Wednesday, August 03, 2011

Galatina

Galatina’s Basilica di Santa Caterina has the most vivid frescoes I’ve ever seen, and for this fact alone I can’t understand why the town doesn’t draw more people.  I went back twice to see them all.  Galatina is a pleasant little town in its own right, but perhaps there just isn’t enough to keep tourists occupied.  It is certainly quiet.  So quiet, in fact, that between the hours of 12.30pm and 4.30pm it is actually closed. 

I wandered within the small boundary of the old town for hours and found no one but a few stragglers.  I was completely puzzled.  I asked the guy at the hotel about it and he told me this is the region’s four-to-five-hour-long siesta.  “It’s too hot to stay open,” he said.  I think it was about 28°C.

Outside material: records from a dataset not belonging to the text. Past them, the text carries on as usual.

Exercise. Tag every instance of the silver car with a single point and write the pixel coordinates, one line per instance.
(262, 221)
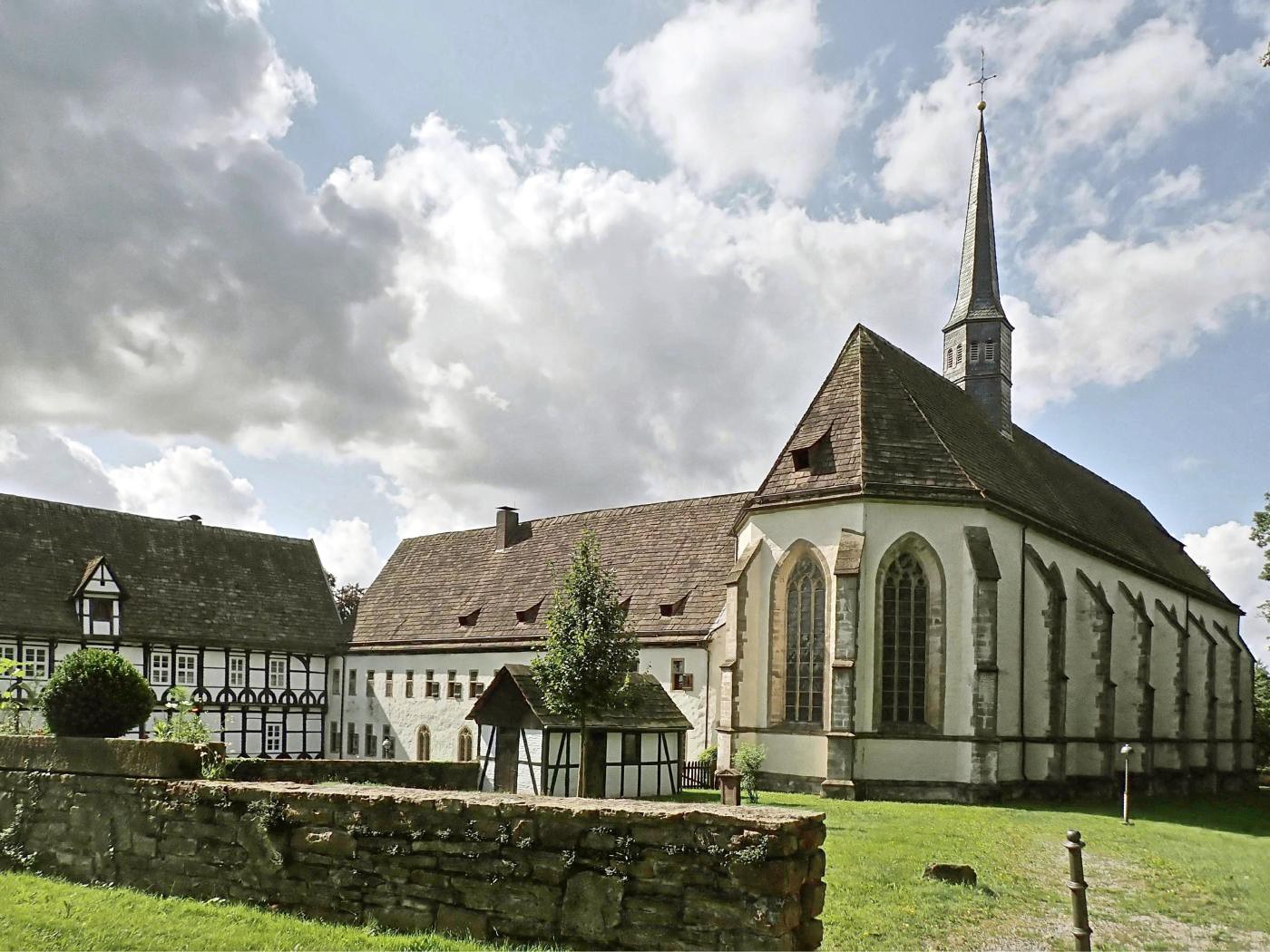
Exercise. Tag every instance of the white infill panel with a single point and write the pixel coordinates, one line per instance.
(485, 754)
(529, 759)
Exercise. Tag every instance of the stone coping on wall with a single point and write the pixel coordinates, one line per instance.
(429, 774)
(581, 873)
(108, 757)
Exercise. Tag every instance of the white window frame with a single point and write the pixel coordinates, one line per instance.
(186, 669)
(34, 662)
(161, 668)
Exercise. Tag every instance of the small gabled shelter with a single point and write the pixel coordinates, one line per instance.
(635, 749)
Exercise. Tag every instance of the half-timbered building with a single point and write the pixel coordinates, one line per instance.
(243, 622)
(634, 746)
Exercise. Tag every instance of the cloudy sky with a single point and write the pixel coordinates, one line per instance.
(362, 270)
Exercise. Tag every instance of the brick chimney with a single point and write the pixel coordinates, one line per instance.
(507, 527)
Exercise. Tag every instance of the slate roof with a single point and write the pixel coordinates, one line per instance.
(645, 704)
(659, 552)
(898, 429)
(183, 581)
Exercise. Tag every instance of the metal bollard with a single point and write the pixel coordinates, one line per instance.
(1081, 929)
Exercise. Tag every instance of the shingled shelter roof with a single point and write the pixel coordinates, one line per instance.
(660, 554)
(888, 425)
(644, 704)
(183, 581)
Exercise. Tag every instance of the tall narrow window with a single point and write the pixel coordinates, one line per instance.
(804, 644)
(465, 744)
(423, 743)
(904, 618)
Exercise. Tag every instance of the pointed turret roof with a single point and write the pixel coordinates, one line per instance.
(888, 425)
(978, 295)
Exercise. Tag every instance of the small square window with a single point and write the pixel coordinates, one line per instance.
(161, 669)
(187, 669)
(630, 748)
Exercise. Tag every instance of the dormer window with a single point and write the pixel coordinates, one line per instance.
(672, 609)
(815, 456)
(98, 598)
(529, 615)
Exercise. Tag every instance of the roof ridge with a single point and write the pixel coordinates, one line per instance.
(935, 431)
(161, 520)
(559, 517)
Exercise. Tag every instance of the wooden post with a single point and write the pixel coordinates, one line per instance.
(1081, 929)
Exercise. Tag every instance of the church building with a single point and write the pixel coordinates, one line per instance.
(920, 600)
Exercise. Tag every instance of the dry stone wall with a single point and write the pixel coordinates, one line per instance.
(425, 774)
(575, 872)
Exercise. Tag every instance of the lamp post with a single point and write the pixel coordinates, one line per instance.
(1126, 751)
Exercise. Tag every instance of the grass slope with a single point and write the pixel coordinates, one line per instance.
(38, 913)
(1185, 875)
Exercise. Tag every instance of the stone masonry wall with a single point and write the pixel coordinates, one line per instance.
(425, 774)
(583, 873)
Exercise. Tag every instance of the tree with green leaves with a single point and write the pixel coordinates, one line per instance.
(1261, 536)
(590, 654)
(1261, 716)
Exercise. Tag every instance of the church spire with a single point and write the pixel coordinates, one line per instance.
(977, 345)
(978, 294)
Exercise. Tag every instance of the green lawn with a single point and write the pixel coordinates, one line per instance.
(38, 913)
(1185, 875)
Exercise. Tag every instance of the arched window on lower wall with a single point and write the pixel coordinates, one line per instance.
(465, 744)
(423, 743)
(910, 670)
(804, 644)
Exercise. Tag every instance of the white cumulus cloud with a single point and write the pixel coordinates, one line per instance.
(1235, 562)
(732, 92)
(348, 551)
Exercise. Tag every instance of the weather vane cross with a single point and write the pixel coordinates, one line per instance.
(983, 75)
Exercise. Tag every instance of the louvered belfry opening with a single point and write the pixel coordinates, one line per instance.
(804, 659)
(905, 609)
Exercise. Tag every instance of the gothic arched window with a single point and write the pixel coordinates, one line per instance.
(465, 744)
(904, 624)
(423, 743)
(804, 644)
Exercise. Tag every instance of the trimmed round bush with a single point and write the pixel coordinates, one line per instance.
(95, 694)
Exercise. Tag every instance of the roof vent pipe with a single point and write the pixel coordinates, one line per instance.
(507, 526)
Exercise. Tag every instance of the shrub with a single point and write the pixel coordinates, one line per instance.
(183, 724)
(748, 758)
(95, 694)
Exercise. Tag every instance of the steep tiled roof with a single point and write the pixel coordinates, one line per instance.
(645, 704)
(659, 554)
(899, 429)
(183, 581)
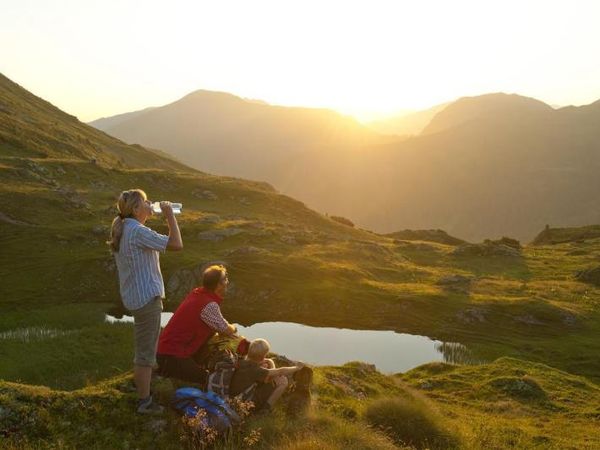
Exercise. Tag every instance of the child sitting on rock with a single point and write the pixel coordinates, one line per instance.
(270, 382)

These hours are when I’m at my most mobile, exploring places I am passing through, but all the small towns of Salento close.  Even the restaurants!  I don’t know how people eat.  Apparently they sleep.  And when, starving, I find a place miraculously open at 3pm, they say lunch is over and they’re no longer serving food.

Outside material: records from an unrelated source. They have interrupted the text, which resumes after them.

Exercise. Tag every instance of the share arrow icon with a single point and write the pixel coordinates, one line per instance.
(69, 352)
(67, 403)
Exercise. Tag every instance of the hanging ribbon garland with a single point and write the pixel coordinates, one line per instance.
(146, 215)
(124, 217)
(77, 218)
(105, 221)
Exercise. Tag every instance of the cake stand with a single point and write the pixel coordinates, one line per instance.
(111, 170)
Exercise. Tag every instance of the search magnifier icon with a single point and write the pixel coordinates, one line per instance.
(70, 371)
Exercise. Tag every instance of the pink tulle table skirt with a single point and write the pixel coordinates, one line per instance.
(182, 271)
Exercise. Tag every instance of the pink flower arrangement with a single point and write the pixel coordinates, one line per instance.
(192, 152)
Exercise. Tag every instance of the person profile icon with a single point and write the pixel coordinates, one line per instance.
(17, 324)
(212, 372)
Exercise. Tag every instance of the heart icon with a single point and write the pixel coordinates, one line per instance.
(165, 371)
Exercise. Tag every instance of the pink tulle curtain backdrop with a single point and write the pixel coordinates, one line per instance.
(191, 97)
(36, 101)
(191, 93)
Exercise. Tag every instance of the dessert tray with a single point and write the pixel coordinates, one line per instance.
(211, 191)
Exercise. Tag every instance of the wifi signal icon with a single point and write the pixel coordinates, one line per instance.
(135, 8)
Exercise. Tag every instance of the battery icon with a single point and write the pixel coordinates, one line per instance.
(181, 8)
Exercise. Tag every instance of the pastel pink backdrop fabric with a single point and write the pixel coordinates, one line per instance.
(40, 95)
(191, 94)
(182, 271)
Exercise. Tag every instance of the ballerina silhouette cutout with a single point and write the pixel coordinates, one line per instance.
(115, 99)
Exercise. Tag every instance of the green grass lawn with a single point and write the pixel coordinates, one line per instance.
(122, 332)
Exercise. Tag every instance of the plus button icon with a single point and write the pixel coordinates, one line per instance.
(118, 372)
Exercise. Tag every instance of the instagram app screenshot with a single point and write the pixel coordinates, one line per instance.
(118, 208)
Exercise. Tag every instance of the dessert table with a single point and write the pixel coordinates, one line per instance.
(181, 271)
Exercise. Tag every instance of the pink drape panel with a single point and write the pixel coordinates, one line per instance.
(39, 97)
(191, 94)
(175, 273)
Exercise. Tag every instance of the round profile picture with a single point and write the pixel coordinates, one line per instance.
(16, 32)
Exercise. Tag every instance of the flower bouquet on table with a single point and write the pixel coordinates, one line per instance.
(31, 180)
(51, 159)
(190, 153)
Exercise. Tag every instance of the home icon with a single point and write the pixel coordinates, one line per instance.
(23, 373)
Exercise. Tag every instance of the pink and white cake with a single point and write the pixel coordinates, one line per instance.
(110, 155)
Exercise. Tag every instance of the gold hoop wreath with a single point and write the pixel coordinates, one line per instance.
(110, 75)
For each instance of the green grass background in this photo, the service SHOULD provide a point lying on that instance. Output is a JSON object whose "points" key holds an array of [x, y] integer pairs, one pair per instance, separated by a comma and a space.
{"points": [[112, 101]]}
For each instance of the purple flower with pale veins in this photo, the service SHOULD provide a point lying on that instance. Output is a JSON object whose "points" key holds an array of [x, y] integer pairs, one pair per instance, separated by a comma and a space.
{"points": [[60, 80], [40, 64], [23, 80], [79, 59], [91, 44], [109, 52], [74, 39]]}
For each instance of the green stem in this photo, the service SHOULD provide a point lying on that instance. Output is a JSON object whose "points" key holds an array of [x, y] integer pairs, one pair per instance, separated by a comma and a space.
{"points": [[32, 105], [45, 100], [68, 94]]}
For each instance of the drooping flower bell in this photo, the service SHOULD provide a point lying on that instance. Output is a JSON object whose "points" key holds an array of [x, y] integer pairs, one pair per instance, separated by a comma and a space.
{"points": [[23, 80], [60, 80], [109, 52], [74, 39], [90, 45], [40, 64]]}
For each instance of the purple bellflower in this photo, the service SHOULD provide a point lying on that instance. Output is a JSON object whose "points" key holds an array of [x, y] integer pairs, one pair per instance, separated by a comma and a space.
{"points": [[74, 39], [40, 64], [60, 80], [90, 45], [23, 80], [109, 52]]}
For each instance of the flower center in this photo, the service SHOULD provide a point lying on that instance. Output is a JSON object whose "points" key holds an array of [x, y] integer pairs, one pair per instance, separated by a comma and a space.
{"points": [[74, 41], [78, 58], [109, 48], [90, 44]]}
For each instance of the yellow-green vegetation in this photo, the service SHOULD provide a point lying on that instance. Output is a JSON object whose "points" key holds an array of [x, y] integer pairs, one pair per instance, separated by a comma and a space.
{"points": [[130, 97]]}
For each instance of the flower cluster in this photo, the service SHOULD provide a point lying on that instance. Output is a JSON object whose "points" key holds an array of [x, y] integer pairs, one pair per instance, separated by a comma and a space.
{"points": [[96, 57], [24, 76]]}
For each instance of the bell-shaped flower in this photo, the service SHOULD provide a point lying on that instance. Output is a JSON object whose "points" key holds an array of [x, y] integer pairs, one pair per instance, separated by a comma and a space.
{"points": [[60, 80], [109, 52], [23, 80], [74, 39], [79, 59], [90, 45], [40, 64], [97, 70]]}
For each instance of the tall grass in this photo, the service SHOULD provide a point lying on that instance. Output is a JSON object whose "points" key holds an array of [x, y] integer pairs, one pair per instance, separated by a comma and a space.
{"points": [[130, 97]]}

That night in Galatina I ate at one of the best restaurants on the entire trip – not because of the standard of the food, but because of the experience.  I saw the sign for La Tana del Lupo in an alley near my hotel earlier in the day.  When dinner time came, then, I walked straight in through the door and almost turned over tables, plates and guests.  There were exactly four tables, one free, in a living room.  There was a kitchen two paces away, I think there was a broom closet with a toilet in it, and that was it.  There wasn’t even room for a menu.  I sat down and the waiter (who is the cook’s husband) brought me bottled water and a stoppered bottle of rosé and asked me if I was very hungry or just a little.  That’s the choice: apart from this, you get what you’re given.  Which is wonderful southern Italian home cooking.

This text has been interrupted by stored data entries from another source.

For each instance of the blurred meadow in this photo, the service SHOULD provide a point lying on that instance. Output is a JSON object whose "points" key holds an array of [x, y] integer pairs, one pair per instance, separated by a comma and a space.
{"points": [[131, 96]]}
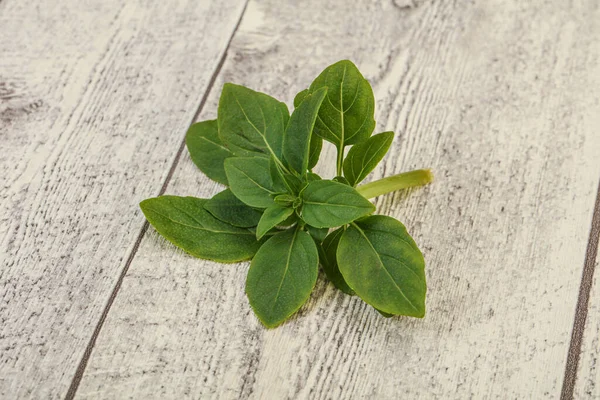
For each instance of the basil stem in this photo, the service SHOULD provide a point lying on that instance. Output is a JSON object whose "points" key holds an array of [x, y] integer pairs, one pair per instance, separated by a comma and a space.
{"points": [[392, 183]]}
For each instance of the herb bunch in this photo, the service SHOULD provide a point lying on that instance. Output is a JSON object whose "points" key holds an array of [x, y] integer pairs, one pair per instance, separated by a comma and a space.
{"points": [[279, 213]]}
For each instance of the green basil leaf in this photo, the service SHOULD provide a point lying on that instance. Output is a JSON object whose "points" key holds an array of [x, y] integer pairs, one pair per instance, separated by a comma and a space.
{"points": [[272, 217], [279, 184], [296, 143], [300, 97], [188, 225], [383, 265], [316, 145], [285, 199], [327, 252], [293, 183], [341, 179], [251, 123], [207, 150], [318, 234], [364, 157], [250, 180], [327, 204], [228, 208], [316, 142], [347, 115], [311, 176], [282, 275]]}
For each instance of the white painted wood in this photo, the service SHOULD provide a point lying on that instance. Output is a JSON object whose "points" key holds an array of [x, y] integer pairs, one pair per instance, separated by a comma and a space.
{"points": [[587, 385], [95, 97], [501, 99]]}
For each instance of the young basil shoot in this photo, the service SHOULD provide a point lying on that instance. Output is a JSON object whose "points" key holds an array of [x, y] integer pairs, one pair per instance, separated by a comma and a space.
{"points": [[285, 218]]}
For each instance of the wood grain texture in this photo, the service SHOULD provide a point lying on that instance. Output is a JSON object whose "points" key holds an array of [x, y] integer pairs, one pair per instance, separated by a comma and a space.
{"points": [[500, 99], [95, 97], [587, 383]]}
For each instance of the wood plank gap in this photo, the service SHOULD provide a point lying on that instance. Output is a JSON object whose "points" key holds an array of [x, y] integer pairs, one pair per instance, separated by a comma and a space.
{"points": [[585, 288], [89, 348]]}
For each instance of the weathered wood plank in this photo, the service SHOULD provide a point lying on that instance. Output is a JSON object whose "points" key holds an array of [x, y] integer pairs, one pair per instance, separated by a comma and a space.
{"points": [[500, 98], [95, 97], [587, 383]]}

The living room had a vaulted ceiling, and the walls were filled with family photos, bottles of wine, pewter jugs, dried chilis, paintings, and shelves of curios and ornaments.  Two families somehow fit at two of the other tables, and there was a solo bloke behind me in the corner.  The animated husband moved between the tables and spoke to the diners, regaling everyone with funny stories (I assume, since everyone was laughing).  He spoke a little broken English with me and I a little broken Italian with him, and then plates came: cold antipasto (pickled onions, zucchini and eggplant in olive oil, soft cheese), then hot antipasto (fritters of vegetables and a bacon-flavoured egg frittata), then handmade pasta shells in broccoli sauce (scuisito!), then veal meatballs in tomato sauce, and beef in jus.  Dessert is watermelon, and then for aperitif I’m offered coffee or limoncello.  I ask for the limoncello and am given a half-full corked glass bottle from the freezer of the bright yellow liquid, thick and alcoholic, and a shot glass.  It would be all but impossible, especially after a litre of wine, but I could have sat and finished it if I wanted to.  And all this for a flat €25.  AND as I walked out the husband gave me a bottle of wine!